Around 150 lawyers have called on Parliament to change the present divorce laws to allow for no-fault divorces.
Currently all divorces must be based on an irretrievable breakdown of the marriage but that has to be evidenced by one of five facts. These are:
- Unreasonable behaviour
- Two years' separation with consent
- Five years' separation without consent
Of these reasons three out of the five require a considerable amount of time to pass before a divorce can take place – at least two years in the case of desertion and separation with consent and five where consent is not given.
In the case of adultery there must be clear evidence that an adulterous act has taken place, which leaves many to turn to unreasonable behaviour to speed up their divorce.
This term under English law insists that the marriage has broken down irretrievably and that one of the parties has behaved in such an unreasonable manner that the other finds it intolerable to live with him or her.
What is deemed unreasonable can be widely interpreted and the courts often rely upon the reality of the situation to make a decision. Where it is clear one party to a marriage feels strongly about their spouse’s behaviour so as to issue a divorce petition, the marriage has irretrievably broken down so far as that person is concerned and it would be futile for the courts to decide that the behaviour is not unreasonable, and therefore this usually satisfies the courts.
However, the issue with a divorce based on unreasonable behaviour is that this often has to apportion fault to one or both parties, when sometimes this is completely irrelevant to the breakdown of the marriage.
This is why members of the profession have long argued for the adoption of a no-fault divorce system. In fact, leading family law organisation Resolution has more than 6,000 members, of whom more than 90 per cent agree that no fault divorce should be available to separating couples.
Resolution believes that the current system “often creates conflict and makes reaching a mutually acceptable agreement much more difficult” and it is particularly concerned about “the impact conflict and confrontation between separating parents has on their children.”
Speaking after the event at Parliament, Nigel Shepherd, National Chair of Resolution, said: “It is clear that current divorce law is not fit for today’s modern society. Divorce is already difficult enough; we don’t need it being made harder by the law pushing couples into conflicts and arguments.
“The results from this survey are overwhelming. These are family lawyers on the frontline, working with separating couples every day and they quite clearly believe that allowing for no fault divorce would be a positive option. For so many to descend on Parliament to lobby MPs and Peers shows that it is time for politicians to act, and bring an end to the blame game.”

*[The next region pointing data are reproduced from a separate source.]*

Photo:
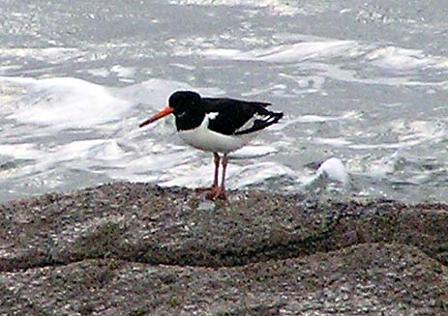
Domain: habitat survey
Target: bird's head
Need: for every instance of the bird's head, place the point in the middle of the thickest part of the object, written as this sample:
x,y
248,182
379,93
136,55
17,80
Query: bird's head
x,y
178,103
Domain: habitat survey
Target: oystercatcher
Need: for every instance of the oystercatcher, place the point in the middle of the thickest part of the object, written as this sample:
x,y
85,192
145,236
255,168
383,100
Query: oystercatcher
x,y
218,125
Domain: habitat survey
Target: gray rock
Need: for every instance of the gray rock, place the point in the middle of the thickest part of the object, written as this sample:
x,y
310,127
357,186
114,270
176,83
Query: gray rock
x,y
137,249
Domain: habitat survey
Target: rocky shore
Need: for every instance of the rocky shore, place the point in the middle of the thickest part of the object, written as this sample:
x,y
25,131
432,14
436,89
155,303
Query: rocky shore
x,y
137,249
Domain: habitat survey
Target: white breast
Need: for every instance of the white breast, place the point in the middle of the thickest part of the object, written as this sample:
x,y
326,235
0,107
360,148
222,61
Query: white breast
x,y
205,139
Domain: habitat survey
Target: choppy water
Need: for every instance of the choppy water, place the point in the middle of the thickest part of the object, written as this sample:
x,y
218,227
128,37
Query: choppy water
x,y
363,82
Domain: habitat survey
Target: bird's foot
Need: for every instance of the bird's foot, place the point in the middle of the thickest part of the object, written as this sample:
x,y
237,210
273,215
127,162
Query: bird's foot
x,y
203,189
216,193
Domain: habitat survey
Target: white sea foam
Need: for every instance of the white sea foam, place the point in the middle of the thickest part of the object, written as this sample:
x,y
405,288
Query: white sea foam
x,y
66,103
335,170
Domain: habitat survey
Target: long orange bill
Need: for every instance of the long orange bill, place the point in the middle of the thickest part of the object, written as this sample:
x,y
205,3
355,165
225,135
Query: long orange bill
x,y
166,111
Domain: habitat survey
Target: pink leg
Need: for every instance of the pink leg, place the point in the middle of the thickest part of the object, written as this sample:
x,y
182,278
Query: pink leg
x,y
215,188
216,160
221,192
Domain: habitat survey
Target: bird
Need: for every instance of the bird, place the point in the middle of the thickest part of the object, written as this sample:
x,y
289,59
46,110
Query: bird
x,y
217,125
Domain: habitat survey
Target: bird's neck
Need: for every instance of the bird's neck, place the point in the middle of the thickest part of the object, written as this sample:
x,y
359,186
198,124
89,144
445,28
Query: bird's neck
x,y
189,120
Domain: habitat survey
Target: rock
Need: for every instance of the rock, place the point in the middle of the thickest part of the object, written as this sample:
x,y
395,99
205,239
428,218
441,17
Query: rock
x,y
138,249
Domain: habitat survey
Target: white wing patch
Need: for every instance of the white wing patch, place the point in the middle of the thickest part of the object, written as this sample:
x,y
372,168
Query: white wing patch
x,y
211,115
257,117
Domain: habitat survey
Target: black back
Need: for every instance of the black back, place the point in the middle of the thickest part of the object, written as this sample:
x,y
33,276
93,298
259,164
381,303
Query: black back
x,y
232,117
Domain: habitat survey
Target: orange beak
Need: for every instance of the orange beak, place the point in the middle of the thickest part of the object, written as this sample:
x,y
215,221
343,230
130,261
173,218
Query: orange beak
x,y
166,111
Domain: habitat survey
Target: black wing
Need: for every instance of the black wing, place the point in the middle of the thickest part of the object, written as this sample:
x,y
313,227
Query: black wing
x,y
236,117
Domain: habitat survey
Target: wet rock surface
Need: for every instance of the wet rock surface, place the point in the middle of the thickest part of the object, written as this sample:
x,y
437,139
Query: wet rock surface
x,y
137,249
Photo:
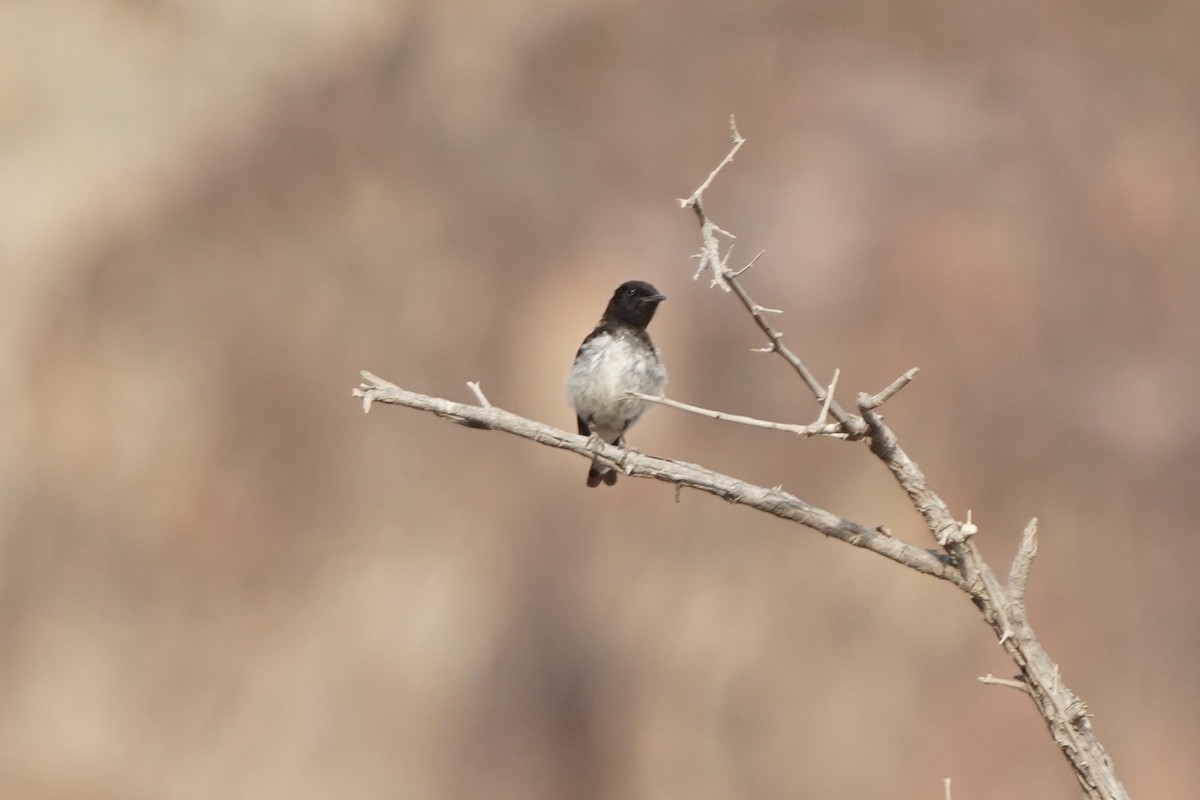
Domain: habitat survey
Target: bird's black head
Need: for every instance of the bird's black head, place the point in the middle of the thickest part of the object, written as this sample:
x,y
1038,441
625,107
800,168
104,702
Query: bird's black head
x,y
634,302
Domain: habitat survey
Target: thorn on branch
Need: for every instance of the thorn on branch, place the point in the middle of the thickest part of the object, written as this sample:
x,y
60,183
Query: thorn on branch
x,y
1017,683
828,398
371,390
753,262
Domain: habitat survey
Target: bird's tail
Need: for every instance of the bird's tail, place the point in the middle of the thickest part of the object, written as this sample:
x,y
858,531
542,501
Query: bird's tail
x,y
600,473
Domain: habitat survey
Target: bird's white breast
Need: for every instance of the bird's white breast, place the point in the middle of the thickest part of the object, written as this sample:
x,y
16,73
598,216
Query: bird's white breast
x,y
607,367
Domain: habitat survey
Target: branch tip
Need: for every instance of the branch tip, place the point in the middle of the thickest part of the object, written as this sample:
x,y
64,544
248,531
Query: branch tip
x,y
1023,563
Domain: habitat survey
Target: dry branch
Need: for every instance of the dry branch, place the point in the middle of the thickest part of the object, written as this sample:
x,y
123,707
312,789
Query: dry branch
x,y
957,561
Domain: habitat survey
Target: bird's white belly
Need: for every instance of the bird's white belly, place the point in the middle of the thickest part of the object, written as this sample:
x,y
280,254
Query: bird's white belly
x,y
612,366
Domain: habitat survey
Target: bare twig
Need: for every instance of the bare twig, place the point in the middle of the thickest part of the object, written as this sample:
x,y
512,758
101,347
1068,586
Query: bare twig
x,y
816,428
1001,607
828,398
1019,575
1007,618
711,251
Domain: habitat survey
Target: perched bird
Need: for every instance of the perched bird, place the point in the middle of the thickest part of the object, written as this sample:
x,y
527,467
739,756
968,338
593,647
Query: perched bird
x,y
616,358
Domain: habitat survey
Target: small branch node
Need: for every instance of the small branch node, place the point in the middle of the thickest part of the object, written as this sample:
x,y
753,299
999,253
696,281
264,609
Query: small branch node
x,y
1023,563
473,385
969,528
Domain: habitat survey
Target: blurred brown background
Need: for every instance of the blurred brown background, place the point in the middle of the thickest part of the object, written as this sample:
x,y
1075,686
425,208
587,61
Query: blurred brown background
x,y
220,579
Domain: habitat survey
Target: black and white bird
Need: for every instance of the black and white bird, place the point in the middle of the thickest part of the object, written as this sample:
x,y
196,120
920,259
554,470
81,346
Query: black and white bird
x,y
616,358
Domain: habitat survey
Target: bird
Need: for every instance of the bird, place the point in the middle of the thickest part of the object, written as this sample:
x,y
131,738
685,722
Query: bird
x,y
616,358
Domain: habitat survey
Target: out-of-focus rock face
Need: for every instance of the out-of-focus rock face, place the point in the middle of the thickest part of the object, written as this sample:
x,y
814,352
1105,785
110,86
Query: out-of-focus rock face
x,y
217,578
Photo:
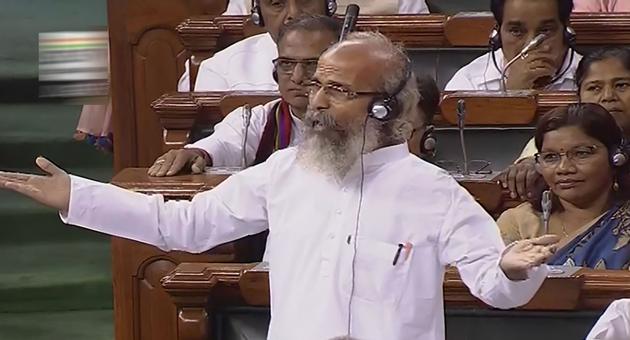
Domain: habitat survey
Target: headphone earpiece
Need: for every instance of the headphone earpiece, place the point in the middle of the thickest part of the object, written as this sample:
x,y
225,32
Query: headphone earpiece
x,y
570,37
428,142
385,107
495,39
256,15
620,157
258,20
331,7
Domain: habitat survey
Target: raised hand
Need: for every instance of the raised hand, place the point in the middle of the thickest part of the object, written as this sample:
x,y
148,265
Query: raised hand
x,y
533,72
526,254
176,161
52,190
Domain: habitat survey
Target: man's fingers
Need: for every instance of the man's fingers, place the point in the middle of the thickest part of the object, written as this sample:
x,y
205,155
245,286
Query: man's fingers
x,y
15,176
166,165
545,240
503,178
199,165
22,188
48,166
178,164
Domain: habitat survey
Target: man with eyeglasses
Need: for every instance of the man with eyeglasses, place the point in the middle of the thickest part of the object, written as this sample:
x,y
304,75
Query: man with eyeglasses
x,y
246,64
360,230
273,126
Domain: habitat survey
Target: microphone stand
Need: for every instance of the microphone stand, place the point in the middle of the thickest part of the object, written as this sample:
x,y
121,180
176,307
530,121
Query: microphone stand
x,y
546,209
461,121
521,55
247,118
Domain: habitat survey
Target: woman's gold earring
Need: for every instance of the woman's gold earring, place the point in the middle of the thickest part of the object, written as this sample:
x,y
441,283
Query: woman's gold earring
x,y
615,186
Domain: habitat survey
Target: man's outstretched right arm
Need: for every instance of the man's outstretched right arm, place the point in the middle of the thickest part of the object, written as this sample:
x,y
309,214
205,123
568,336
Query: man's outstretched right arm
x,y
234,209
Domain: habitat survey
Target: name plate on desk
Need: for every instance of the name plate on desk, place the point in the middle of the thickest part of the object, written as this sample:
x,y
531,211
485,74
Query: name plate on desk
x,y
515,108
222,170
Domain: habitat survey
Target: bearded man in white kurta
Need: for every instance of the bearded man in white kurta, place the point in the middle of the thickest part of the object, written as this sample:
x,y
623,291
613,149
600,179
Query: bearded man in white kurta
x,y
360,230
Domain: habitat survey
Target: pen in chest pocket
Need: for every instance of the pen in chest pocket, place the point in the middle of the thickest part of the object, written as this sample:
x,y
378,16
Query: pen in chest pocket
x,y
403,249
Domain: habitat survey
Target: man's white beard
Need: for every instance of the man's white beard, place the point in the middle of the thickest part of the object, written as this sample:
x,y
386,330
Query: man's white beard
x,y
330,150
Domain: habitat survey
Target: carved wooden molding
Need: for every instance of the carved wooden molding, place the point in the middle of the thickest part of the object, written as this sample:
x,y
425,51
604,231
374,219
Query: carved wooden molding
x,y
485,190
415,31
178,112
495,108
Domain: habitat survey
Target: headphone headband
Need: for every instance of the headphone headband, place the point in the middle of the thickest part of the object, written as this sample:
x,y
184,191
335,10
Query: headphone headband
x,y
258,20
386,107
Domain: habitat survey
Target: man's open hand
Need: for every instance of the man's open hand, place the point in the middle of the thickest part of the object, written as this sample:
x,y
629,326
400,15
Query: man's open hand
x,y
52,190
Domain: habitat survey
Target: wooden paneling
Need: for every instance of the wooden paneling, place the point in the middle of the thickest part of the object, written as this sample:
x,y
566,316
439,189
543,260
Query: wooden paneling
x,y
143,310
179,112
196,284
147,58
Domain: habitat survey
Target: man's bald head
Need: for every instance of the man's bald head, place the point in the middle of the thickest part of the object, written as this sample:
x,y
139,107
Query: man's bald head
x,y
370,62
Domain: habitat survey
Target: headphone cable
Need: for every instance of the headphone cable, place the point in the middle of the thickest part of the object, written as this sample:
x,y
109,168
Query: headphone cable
x,y
356,228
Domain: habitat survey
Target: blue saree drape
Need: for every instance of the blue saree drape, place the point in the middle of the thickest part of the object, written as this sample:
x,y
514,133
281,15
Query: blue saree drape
x,y
603,246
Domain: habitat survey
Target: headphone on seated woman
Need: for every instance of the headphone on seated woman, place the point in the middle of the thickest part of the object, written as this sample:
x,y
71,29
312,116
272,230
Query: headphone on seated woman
x,y
258,20
620,156
496,43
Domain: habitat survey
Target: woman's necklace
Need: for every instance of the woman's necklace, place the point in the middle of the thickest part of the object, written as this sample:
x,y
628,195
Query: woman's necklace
x,y
564,229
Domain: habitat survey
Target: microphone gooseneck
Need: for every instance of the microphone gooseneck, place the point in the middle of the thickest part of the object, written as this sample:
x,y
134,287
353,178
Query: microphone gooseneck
x,y
349,21
545,204
461,122
247,119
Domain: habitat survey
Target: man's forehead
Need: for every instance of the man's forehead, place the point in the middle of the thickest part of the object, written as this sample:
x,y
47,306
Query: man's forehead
x,y
523,10
350,64
303,43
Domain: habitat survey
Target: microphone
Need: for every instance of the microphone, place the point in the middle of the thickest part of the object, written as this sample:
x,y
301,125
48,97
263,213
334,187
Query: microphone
x,y
461,121
247,118
546,209
349,21
534,43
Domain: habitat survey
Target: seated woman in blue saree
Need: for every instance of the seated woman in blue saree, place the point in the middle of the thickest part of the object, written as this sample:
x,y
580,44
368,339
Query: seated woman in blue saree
x,y
581,158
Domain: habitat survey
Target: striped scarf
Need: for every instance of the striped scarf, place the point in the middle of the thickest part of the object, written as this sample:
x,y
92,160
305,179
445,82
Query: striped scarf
x,y
277,133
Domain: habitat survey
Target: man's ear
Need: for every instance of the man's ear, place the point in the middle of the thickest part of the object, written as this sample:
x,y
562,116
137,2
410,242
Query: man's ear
x,y
538,168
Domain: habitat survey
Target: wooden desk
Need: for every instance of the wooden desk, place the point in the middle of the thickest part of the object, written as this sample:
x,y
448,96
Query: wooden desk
x,y
179,112
141,303
142,309
200,289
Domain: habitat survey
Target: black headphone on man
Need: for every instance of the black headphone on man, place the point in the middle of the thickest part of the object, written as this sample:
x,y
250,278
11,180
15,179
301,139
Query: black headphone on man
x,y
258,20
496,43
386,107
620,156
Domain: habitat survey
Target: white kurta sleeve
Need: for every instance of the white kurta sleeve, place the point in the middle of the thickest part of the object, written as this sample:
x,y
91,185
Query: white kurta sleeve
x,y
238,7
234,209
470,239
210,77
225,145
412,7
614,324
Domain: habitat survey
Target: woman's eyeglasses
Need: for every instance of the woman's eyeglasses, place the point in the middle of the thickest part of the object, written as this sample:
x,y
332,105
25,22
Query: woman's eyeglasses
x,y
337,92
578,155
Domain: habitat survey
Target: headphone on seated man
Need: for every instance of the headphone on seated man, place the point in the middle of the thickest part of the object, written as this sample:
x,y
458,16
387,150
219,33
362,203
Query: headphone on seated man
x,y
386,107
569,36
258,20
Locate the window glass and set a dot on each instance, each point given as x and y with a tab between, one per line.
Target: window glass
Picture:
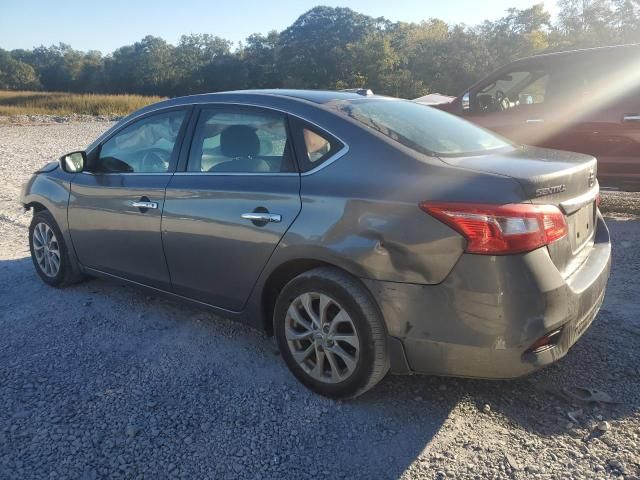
316	145
241	142
421	128
146	146
512	90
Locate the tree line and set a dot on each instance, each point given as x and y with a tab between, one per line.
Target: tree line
330	48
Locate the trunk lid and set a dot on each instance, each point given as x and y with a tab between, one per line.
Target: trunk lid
551	177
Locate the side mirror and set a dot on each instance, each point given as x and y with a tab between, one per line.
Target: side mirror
466	103
73	162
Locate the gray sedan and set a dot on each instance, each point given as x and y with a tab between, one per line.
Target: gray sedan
368	234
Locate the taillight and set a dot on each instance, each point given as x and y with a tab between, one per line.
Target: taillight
501	229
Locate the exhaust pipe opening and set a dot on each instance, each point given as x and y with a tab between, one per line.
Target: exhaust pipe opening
545	342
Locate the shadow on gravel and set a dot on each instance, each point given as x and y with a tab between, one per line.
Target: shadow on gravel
127	384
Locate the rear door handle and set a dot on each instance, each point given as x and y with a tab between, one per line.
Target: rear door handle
262	217
144	204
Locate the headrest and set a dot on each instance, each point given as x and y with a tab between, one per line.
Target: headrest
239	141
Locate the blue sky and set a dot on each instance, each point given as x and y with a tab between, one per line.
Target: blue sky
106	25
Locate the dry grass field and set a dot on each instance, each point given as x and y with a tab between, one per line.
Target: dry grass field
59	103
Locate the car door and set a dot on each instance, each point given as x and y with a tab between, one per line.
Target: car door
225	214
115	206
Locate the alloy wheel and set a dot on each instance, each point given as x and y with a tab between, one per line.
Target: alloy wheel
322	337
46	249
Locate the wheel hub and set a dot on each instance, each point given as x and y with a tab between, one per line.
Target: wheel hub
322	337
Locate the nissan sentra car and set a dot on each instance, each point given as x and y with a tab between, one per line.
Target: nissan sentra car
366	233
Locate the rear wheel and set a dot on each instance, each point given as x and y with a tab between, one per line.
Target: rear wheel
49	251
331	333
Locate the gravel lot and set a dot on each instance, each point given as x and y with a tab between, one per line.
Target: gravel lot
103	381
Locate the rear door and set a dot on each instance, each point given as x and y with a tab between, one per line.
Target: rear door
115	206
226	212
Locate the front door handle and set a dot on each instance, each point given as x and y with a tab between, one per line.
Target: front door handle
262	217
144	205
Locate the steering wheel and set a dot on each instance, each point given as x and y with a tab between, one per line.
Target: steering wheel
502	100
155	161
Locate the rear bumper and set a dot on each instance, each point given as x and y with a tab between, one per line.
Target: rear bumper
483	318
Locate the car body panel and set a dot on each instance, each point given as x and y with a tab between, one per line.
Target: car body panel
49	188
491	309
214	255
110	234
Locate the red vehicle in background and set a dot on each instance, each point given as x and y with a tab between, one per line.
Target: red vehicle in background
585	101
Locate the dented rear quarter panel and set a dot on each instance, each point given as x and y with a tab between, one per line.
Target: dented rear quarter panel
361	213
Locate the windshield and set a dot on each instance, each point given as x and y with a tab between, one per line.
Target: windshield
421	128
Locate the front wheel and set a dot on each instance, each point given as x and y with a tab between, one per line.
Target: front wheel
49	251
331	333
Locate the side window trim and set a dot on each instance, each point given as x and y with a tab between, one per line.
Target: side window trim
179	144
190	137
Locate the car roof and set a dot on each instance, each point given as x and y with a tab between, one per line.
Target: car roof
318	97
611	49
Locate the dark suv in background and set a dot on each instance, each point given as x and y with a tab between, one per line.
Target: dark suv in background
585	101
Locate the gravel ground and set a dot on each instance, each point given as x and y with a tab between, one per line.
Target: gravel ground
103	381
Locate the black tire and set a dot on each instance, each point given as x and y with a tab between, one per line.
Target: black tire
373	359
66	274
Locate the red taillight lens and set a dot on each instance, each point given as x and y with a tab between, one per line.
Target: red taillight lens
501	229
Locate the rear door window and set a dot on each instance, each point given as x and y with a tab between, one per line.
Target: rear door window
240	140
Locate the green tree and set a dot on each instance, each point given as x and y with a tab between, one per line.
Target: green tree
16	75
312	52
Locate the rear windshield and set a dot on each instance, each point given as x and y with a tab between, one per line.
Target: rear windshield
424	129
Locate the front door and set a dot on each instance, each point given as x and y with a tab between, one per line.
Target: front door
224	216
115	206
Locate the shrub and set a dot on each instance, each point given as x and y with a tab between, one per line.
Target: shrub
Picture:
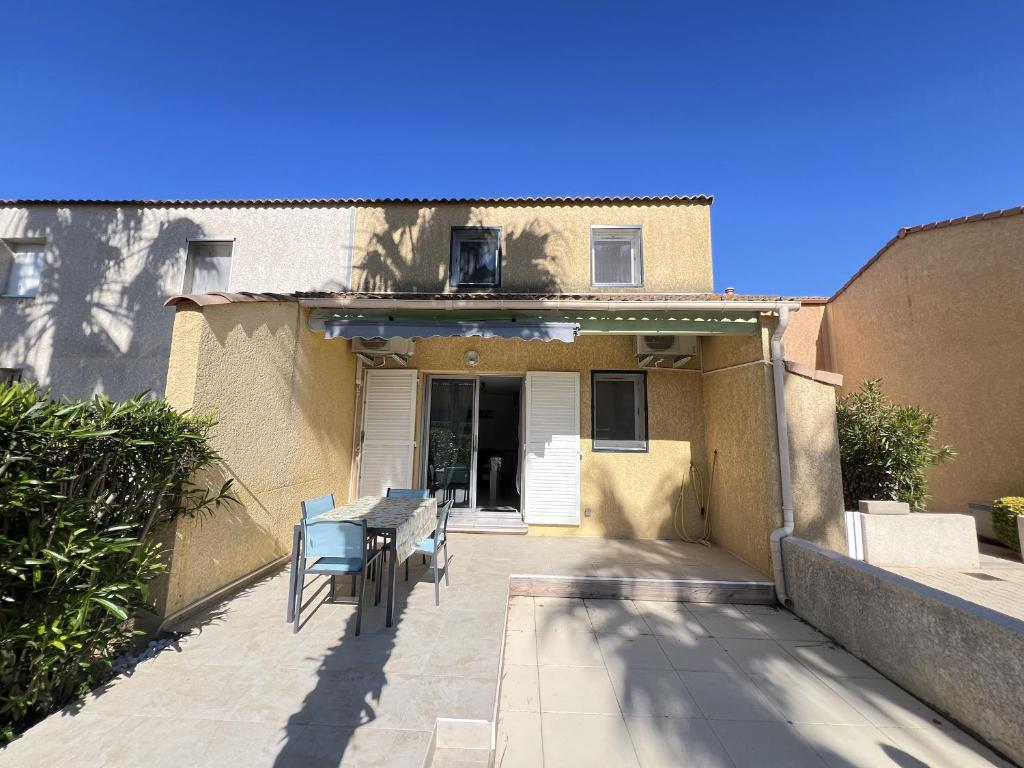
885	449
1005	514
83	485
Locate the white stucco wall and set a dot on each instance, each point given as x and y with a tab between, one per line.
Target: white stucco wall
98	324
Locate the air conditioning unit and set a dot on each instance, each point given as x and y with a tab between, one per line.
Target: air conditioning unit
373	348
667	350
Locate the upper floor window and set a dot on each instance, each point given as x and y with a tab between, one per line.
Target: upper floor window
616	255
25	268
476	256
208	266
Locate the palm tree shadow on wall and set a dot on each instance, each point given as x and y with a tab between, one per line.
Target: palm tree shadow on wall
99	308
410	252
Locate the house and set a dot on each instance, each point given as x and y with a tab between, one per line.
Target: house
557	367
937	316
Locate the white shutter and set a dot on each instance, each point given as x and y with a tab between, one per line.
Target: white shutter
552	449
388	431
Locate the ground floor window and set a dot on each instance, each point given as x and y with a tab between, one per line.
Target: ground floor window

There is also a historic precedent to the calls; more than twenty years ago, a form of no-fault divorce was included as part of the Family Law Act 1996.
However, lobbying from parties opposed to the principle of no fault divorce resulted in certain sections of that Act never being enforced and some parts repealed. Many of those who lobbied against the sections felt they would make divorce too easy, destroying the sanctity of marriage.
Again in 2015, MP Richard Bacon introduced a no-fault divorce bill under the ten minute rule. He proposed that couples should have the option to declare jointly that their marriage had broken down without relying on fault-based facts, however once again the movement gained little traction and did not make it past the initial debate stages in Parliament.
It is not yet clear whether or not Parliament will move forwards with plans to introduce no-fault divorce following calls from the profession to change the system.